|09-03-2008, 02:27 PM||#1|
Join Date: Jul 2008
North Korea back in business
One of the two talking heads (Obama/McCain) are going to have to deal with this crap too. So much for NK playing ball.. You think we can push Palin's kids off the front page of the newspapers now?
North Korea begins reassembling nuclear reactor: media
Wed Sep 3, 2008 1:25pm EDT TOKYO (Reuters) - North Korea has begun reassembling its Yongbyon nuclear reactor, able to make material for atomic bombs, in violation of U.S. conditions for improved diplomatic relations, U.S. and Japanese media reported.
Japan's Kyodo news agency said reconstruction began on Monday. It cited sources in Beijing close to six-party nuclear talks on North Korean, which involve Japan, South Korea, Russia and China, as well as North Korea and the United States.
North Korea announced on August 26 it would stop disabling its Soviet-era Yongbyon nuclear complex and accused the United States of violating a disarmament-for-aid deal.
Fox News, quoting U.S. officials, said the North Koreans were probably protesting a U.S. delay in removing the communist state from its list of terrorist-sponsoring nations.
Fox did not give details of reassembly work at the plutonium-producing reactor or cite a North Korean source.
"They've been threatening this move for some time," one U.S. official told Fox. Until now, he said, the threats were seen as just a way for North Korean officials "to express their anger".
Even now, piecing the facility back together is seen as a "symbolic gesture" because so much already has been taken apart, according to Fox. Another U.S. official told Fox that Yongbyon could be back in operation in two to three months.
The watchdog International Atomic Energy Agency has monitors in North Korea but an IAEA spokesman said on Wednesday he had no information on the current situation.
An agency report issued on Tuesday said North Korea had notified the IAEA already on August 18 that it had decided to suspend disabling work at the reactor. The activity had been under IAEA surveillance since November 2007.
The White House declined to directly address the report, and stressed again the need for North Korea to provide a mechanism to verify that is truly dismantling its nuclear program.
"We and our partners in the six-party talks have made clear to North Korea that we need a credible verification protocol, and as soon as have it, we will remove North Korea from the terror list," White House spokesman Gordon Johndroe said.
"North Korea knows what it needs to do at this point. The six-party talks operate on a principle of action-for-action."
Pyongyang began disabling the reactor and other facilities at Yongbyon in November as a step toward their ultimate dismantlement in exchange for economic aid and political concessions including removal from the U.S. terror list.
Proliferation experts believe the North, which conducted its only nuclear test two years ago, has already produced enough plutonium for about six to eight bombs.
The United States said last week Pyongyang's move to stop taking the Yongbyon facility apart was a step backward and reiterated North Korea must disable its facilities before it is removed from the terrorism blacklist that restricts investment.
Engineers, working since late last year and mostly overseen by U.S. experts, have almost completed disabling the Yongbyon nuclear plant.
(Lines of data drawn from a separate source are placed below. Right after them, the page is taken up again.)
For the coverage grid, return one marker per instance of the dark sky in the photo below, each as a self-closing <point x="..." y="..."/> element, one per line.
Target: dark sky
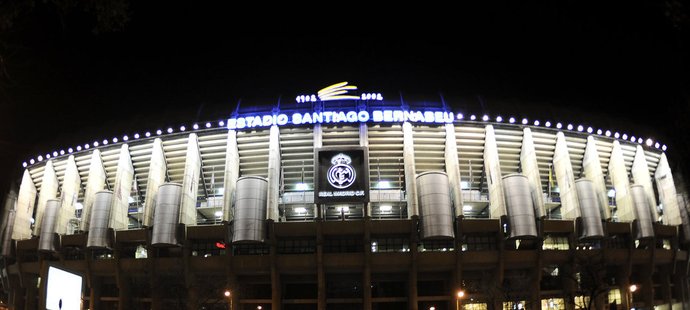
<point x="620" y="66"/>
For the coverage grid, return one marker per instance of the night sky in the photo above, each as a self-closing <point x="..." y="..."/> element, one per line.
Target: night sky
<point x="622" y="67"/>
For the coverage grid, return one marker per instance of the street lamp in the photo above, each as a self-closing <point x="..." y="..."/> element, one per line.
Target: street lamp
<point x="228" y="294"/>
<point x="459" y="295"/>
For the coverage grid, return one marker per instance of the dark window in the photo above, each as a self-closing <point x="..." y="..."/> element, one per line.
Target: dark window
<point x="296" y="246"/>
<point x="250" y="249"/>
<point x="343" y="245"/>
<point x="390" y="244"/>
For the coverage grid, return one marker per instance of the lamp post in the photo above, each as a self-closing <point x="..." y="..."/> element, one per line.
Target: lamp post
<point x="459" y="295"/>
<point x="631" y="290"/>
<point x="228" y="294"/>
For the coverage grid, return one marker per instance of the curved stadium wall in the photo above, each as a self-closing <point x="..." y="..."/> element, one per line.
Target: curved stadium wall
<point x="512" y="212"/>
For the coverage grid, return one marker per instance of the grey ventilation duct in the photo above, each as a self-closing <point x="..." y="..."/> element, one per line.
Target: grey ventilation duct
<point x="46" y="240"/>
<point x="590" y="210"/>
<point x="100" y="218"/>
<point x="166" y="216"/>
<point x="435" y="208"/>
<point x="250" y="209"/>
<point x="645" y="229"/>
<point x="519" y="206"/>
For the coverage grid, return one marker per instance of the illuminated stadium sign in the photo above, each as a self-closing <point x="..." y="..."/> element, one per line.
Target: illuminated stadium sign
<point x="340" y="116"/>
<point x="338" y="91"/>
<point x="341" y="175"/>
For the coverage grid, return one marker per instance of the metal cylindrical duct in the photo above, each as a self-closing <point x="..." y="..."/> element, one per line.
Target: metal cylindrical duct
<point x="166" y="215"/>
<point x="7" y="236"/>
<point x="46" y="240"/>
<point x="589" y="210"/>
<point x="250" y="209"/>
<point x="435" y="208"/>
<point x="645" y="229"/>
<point x="519" y="206"/>
<point x="100" y="217"/>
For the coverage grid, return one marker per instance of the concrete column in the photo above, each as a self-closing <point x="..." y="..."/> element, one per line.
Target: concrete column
<point x="94" y="183"/>
<point x="641" y="176"/>
<point x="410" y="170"/>
<point x="232" y="173"/>
<point x="273" y="174"/>
<point x="71" y="183"/>
<point x="591" y="165"/>
<point x="95" y="293"/>
<point x="122" y="190"/>
<point x="190" y="181"/>
<point x="667" y="192"/>
<point x="453" y="169"/>
<point x="492" y="167"/>
<point x="530" y="168"/>
<point x="318" y="142"/>
<point x="25" y="208"/>
<point x="49" y="187"/>
<point x="570" y="206"/>
<point x="364" y="141"/>
<point x="156" y="178"/>
<point x="621" y="182"/>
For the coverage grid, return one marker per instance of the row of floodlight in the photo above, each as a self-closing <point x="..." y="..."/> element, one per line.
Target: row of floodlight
<point x="498" y="119"/>
<point x="124" y="138"/>
<point x="580" y="128"/>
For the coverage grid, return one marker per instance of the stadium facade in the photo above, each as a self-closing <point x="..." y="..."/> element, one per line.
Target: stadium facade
<point x="344" y="200"/>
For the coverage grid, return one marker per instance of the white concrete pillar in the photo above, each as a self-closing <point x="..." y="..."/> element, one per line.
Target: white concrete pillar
<point x="410" y="170"/>
<point x="95" y="182"/>
<point x="641" y="176"/>
<point x="49" y="186"/>
<point x="591" y="165"/>
<point x="364" y="141"/>
<point x="667" y="192"/>
<point x="621" y="183"/>
<point x="157" y="172"/>
<point x="25" y="208"/>
<point x="530" y="169"/>
<point x="570" y="205"/>
<point x="232" y="173"/>
<point x="71" y="185"/>
<point x="492" y="168"/>
<point x="190" y="181"/>
<point x="122" y="190"/>
<point x="273" y="173"/>
<point x="453" y="168"/>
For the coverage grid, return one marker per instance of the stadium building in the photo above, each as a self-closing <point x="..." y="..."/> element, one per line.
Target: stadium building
<point x="344" y="200"/>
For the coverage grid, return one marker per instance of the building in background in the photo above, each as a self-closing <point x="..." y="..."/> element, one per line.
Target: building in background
<point x="344" y="200"/>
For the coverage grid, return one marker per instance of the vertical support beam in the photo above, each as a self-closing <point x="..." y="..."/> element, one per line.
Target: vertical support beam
<point x="190" y="181"/>
<point x="591" y="165"/>
<point x="122" y="190"/>
<point x="570" y="206"/>
<point x="641" y="176"/>
<point x="621" y="183"/>
<point x="530" y="168"/>
<point x="232" y="173"/>
<point x="71" y="184"/>
<point x="157" y="172"/>
<point x="667" y="192"/>
<point x="492" y="166"/>
<point x="49" y="187"/>
<point x="25" y="208"/>
<point x="410" y="170"/>
<point x="364" y="141"/>
<point x="94" y="183"/>
<point x="453" y="169"/>
<point x="273" y="173"/>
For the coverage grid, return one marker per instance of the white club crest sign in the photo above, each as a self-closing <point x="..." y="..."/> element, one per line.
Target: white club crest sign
<point x="341" y="175"/>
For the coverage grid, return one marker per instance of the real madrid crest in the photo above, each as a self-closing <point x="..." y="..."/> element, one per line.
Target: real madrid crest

The aim is to make it impossible to resume operations for at least a year.
But analysts have said that any North Korea threat to restart its plant that makes arms-grade plutonium was feasible, although the task would be a daunting one.
The North's announcement last week confirmed the belief of some analysts that its communist leaders have no intention of giving up nuclear weapons, a diplomatic trump card that has repeatedly won them concessions in the past.
(Reporting by Philip Barbara in Washington, Isabel Reynolds in Tokyo and Mark Heinrich in Vienna; Editing by Jeremy Laurence and Robert Hart)
|09-03-2008, 02:57 PM||#2|
Join Date: Jan 2003
Location: Twixt Hell & Highwater
Must be time for another Washington payoff so they can buy some more rice. Why don't we just put North Korea on food stamps?
|09-03-2008, 03:00 PM||#3|
Join Date: Mar 2004
|09-03-2008, 03:21 PM||#4|
A verbis ad verbera
Join Date: Mar 2006
Location: Long Beach
N Korea just can't be trusted to stick to any deal. It will be this way forever because we didn't deal with it when before they got nukes. Bush SR, Clinton, Bush JR should have bombed the hell out of them before it was too late.
Now all we can hope for is that they don't sell nukes to other people. We are left with playing little games with them because once a country has nukes it's very hard to push them around with force. It turns into a cold war where you can't use force.
Remember this when dealing with Iran. Once Iran has nukes they will become 10 times harder to deal with and will never stick to any agreements made. They will see how N Korea played it and take it even further.